Schultz credits a trip in 1983 to Millan for shaping his vision for Starbucks. Schultz added that he walked the Milan streets and was captivated, intoxicated and seduced by the coffee bars in the city.
The first Starbucks opened on Friday and is a “Reserve Roastery” location in Milan that looks similar to many small cafes that Italians frequent.
The store is in a former post office at Piazza Cordusio, only a couple of minutes’ walk from La Scala opera house. It has a 30-foot long bar carved from a single piece of Tuscan marble.
The roastery in Milan is the third by Starbucks following its Seattle and Shanghai locations and will sell small batch, premium coffees as well as food by Rocco Princi an Italian baker, said Starbucks.
The goal is the top end of the coffee market, as an espresso will cost $2.10, which is more expensive that the $1.15 charged at several other Italian cafes.
Before finally arriving in Italy, Starbucks opened over 28,000 stores across 77 markets. In Italy, the coffee culture is a serious thing, and purists most often will drink their espresso while standing at their favorite café counter.
An analyst said that the successful strategy of serving super-sized drinks that feature lots of milk, will not work in Italy for Starbucks.

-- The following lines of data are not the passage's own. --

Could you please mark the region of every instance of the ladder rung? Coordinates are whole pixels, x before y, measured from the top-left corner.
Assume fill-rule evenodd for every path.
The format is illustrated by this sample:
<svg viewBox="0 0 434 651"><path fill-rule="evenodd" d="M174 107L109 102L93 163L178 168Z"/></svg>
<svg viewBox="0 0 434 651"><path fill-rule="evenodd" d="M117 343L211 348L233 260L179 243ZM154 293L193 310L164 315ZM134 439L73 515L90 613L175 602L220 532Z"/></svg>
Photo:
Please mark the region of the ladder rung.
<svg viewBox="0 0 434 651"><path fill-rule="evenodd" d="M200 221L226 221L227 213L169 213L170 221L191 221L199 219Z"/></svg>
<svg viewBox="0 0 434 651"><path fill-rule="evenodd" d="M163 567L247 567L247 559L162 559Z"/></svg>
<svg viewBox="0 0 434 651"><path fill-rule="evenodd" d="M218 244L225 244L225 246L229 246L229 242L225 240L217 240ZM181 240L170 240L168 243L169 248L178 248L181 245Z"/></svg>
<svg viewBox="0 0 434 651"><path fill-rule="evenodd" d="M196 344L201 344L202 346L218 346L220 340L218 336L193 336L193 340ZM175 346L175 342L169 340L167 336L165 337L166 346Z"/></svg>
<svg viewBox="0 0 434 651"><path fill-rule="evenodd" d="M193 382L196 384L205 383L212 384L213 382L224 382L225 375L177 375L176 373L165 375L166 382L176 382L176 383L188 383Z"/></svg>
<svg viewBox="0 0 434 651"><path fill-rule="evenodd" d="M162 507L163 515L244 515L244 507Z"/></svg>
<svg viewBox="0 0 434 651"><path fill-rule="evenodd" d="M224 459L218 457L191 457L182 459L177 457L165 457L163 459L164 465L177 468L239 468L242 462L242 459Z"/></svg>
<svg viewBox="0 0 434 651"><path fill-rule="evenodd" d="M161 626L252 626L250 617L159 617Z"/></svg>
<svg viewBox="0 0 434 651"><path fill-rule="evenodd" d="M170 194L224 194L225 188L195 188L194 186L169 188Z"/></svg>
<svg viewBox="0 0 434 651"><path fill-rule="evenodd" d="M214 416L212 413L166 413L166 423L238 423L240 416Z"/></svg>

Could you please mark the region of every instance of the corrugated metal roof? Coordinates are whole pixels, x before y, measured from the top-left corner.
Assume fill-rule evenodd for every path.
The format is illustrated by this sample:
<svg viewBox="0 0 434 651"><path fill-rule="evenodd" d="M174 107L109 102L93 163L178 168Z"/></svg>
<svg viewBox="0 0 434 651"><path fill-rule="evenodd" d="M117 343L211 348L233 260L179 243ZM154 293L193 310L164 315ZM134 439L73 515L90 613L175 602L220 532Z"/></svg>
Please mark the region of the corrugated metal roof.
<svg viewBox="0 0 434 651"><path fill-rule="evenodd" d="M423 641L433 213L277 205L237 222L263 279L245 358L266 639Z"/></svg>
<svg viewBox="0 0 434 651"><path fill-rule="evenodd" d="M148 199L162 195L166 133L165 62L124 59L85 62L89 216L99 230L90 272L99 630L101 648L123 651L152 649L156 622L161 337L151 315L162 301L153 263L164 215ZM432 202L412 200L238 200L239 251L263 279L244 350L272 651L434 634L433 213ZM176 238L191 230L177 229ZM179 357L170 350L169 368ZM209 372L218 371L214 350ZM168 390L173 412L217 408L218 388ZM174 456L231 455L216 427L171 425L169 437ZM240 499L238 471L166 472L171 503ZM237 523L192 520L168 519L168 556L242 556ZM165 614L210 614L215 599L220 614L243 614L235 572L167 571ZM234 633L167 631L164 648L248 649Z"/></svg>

Those cultural differences can be ignored, the analyst added and the new stores in Italy are focusing on preferences of the local market like espressos and made to order pizza and ice cream instead of using the traditional drink menu formula of Starbucks.
That means the Frappuccinos are not on the new Starbucks menu in Milan. Nevertheless, younger Italians are likely to be intrigued by the experience of stopping by Starbucks, where clients often times linger and chat with friends or work on their laptops.
One analyst said that the coffeehouse chain could follow the successful example of pizza chain Domino’s Pizza, which has made its own niche in Italy even though skepticism reigned that an American pizza chain could be successful.
Starbucks announced its plans to have more stores open in Milan with Percassi its licensing partner starting in the latter part of the year.